En analysant plus en profondeur les leçons tirées de l’expérience de Fondo Semillas, à travers le regard d’Ana Laura Godínez,1 responsable de la communauté des donateurs, les organisations du monde entier (ainsi que les financeurs qui les soutiennent) peuvent en apprendre davantage sur la construction de cultures locales de philanthropie dans le sud global. 

 

Mobiliser « des militants financiers » et créer une communauté solidaire 

Lorsqu’on compare la somme d’argent récoltée par Fondo Semillas grâce aux donateurs individuels à celle des subventions institutionnelles, on pourrait penser qu’il s’agit de beaucoup de travail et d’efforts pour une somme relativement modeste. L’année dernière, la communauté de donateurs a collecté 256 000 dollars, soit environ 3% des revenus totaux, soit 8,8 millions de dollars.

Néanmoins, il ne s’agit pas seulement d’argent. Il s’agit d’espoir, de confiance et d’une vision collective du changement social. Il y a du pouvoir dans la manière de collecter de l’argent.

Ana encourage les donateurs à considérer leurs dons comme une forme de militantisme financier. Certains militants s’engagent physiquement pour participer à construire un monde meilleur, alors que d’autres peuvent les soutenir financièrement pour leur permettre de poursuivre ce travail. 

 La collecte de fonds communautaires offre trois avantages clés qui renforcent la résilience financière de Fondo Semillas:

  • Le financement le plus flexible dont dispose l’organisation : Pas de contrats, pas d’engagements, simplement des citoyen·ne·s qui souhaitent avoir un impact et qui croient aux causes féministes. L’argent issu de ces dons peut être économisé au fil du temps, mis de côté pour les urgences ou des projets spéciaux. 
  •  Visibilité et crédibilité : L’appel public à soutenir l’action du fonds a permis d’établir de nouveaux partenariats avec des entreprises, des médias, des artistes, et des influenceur·euse·s. À travers cette visibilité et cet engagement, l’équipe contribue à transformer les perceptions de ce que signifie soutenir les mouvements féministes.
  • Soutien politique pour un changement social : Les donateurs et donatrices font désormais partie d’une communauté qui pousse les agendas féministes locaux vers l’avant. Ils et elles sont prêt·e·s à répondre aux appels à l’action et à s’engager sur le long terme.  

 

Un exemple particulièrement frappant est la réponse du fonds face au financement pour l’ouragan Otis, qui a dévasté Acapulco en octobre 2023.

« De la nourriture, de l’eau et des médicaments sont arrivés rapidement de tout le pays » raconte Ana. « Cependant, nous savions que la reconstruction nécessitait bien plus que de l’aide d’urgence. Les communautés avaient besoin de ressources pour reconstruire leurs vies et leurs foyers ».

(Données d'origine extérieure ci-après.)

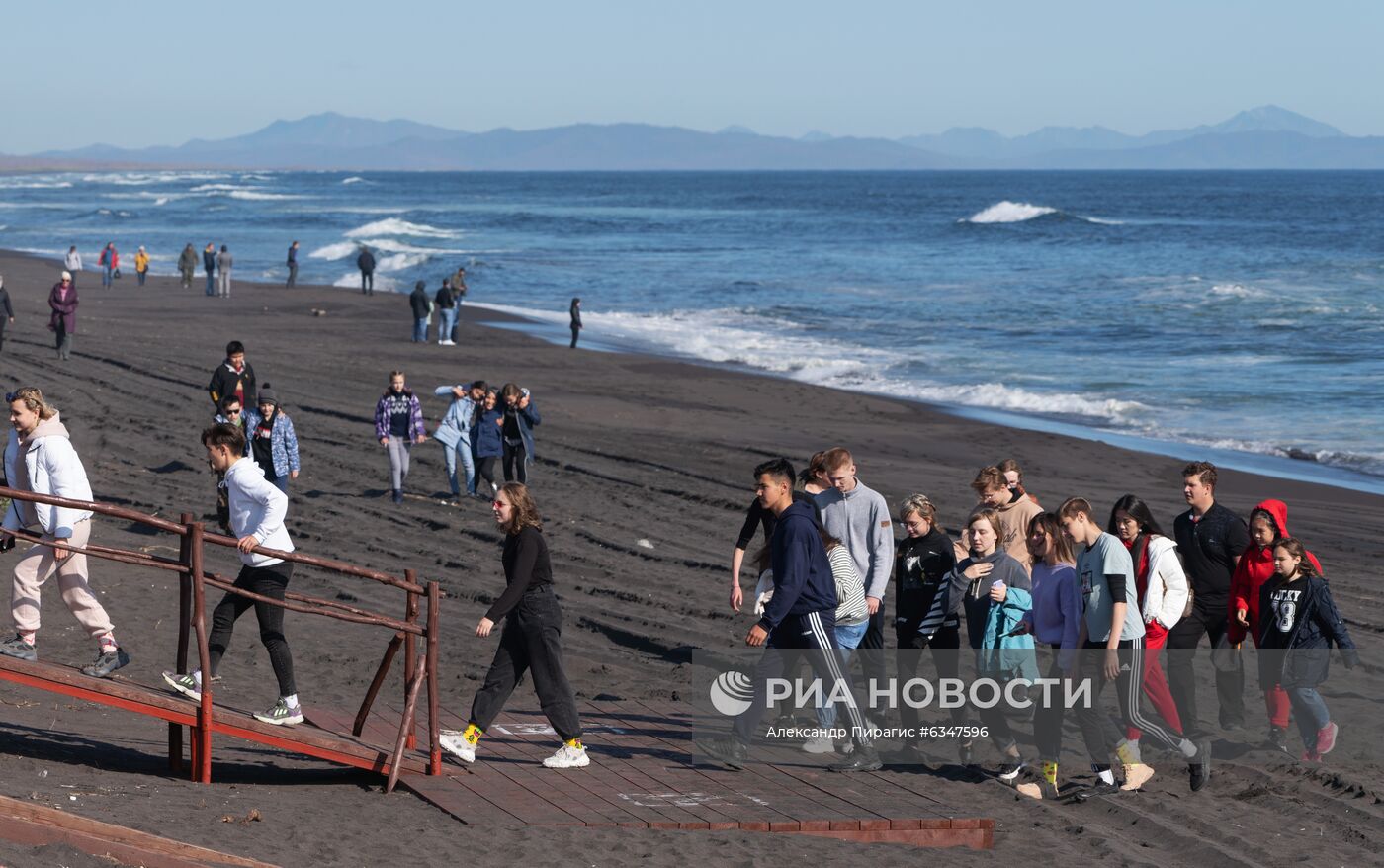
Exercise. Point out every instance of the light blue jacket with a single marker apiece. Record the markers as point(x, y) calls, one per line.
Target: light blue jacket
point(1005, 656)
point(283, 442)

L’organisation s’était fixé l’objectif de collecter 1 million de dollars pour soutenir 20 organisations locales. En décembre, elle avait sécurisé 80% des fonds grâce à des institutions et des entreprises, laissant un manque de 20%.

« Cependant, grâce à notre communauté de donateurs, des personnes qui donnaient régulièrement depuis des années, nous avons atteint notre objectif. C’est ça, le pouvoir de la communauté”, ajoute-t-elle. “

 

Investir dans la recherche de public crée des espaces de changement


 

Ana a rejoint l’équipe de Fondo Semillas il y a six ans, héritant de la responsabilité de consolider ce groupe de soutien engagé, dont certains accompagnent l’organisation depuis près de 30 ans.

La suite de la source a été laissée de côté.